Havalimanı Katliamı, henüz dört, beş yıl önce dünyanın “cennet” sayabildiği Türkiye’nin, yurtta savaş cihanda savaş ile nasıl bir cehennem haline geldiğinin son kanlı...
Havalimanı Katliamı, henüz dört, beş yıl önce dünyanın “cennet” sayabildiği Türkiye’nin, yurtta savaş cihanda savaş ile nasıl bir cehennem haline geldiğinin son kanlı kanıtı.
Ajanslar canlı bombanın üzerine atlayan bir “kahraman polis”ten (veya “güvenlik görevlisi”nden) söz ediyor. Öyleyse, helal olsun ona.
Ama hepimizin de devletteki, istihbarattaki, güvenlikteki, “terörist ayrımı”ndaki zaaflardan söz etmemiz gerekiyor.
Bu, katliamlarda öldürülen onca insana hepimizin borcu.
Lanet olsun katliamseverlere…
Lanet olsun katliamcılara…
Lanet olsun katliamcıları ayırmış olanlara!
İstihbarat uyarı, tedbir becerisine de bravo!
Onca insan, hepimizin kaybıdır yine!
Ve hepimizin kayıpları katlanıyor, kanatlanıyor.
***
Doğru, bu katliam “dünyanın herhangi bir yerinde olabilirdi!.”

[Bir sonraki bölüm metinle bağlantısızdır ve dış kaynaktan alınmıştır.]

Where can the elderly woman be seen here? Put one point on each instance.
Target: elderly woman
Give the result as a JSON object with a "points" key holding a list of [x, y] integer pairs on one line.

Paris’te oldu, Brüksel’de oldu, ABD’de oldu.
Ancak ABD’deki “iç terörizm ve şiddet paranoyası” dışında, Irak, Afganistan, Suriye, belki Pakistan, Nijerya, Somali hariç hiçbir yerde bu kadar çok, bu kadar sık, bu kadar kanlı olmadı.

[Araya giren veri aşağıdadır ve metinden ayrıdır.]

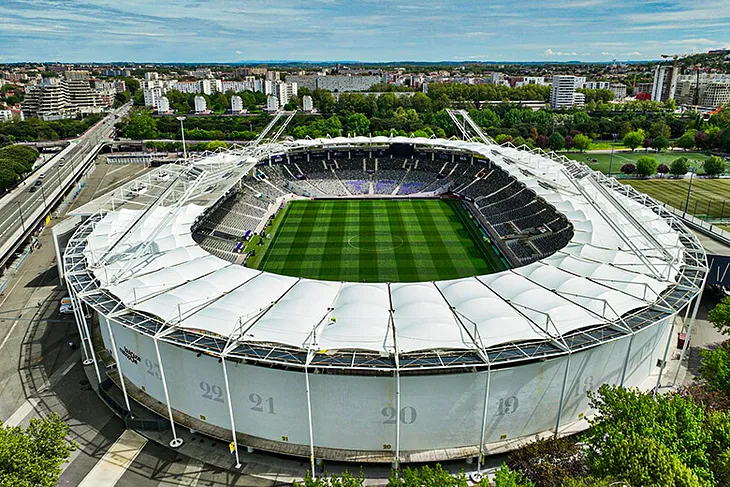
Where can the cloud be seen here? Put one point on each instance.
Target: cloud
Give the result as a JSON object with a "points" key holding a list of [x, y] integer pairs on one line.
{"points": [[550, 52]]}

Bu ülke yöneticilerinin esas görevi, dünyanın herhangi bir yerindekileri değil, öncelikle kendi ülkelerindeki saldırıları önlemek.
Suruç’tan sonra “çözüm süreci”ni bitirip Ankara Garı Katliamı’ndan sonra“Anketlerde oy oranımız artıyor” diyebilmişlerin de!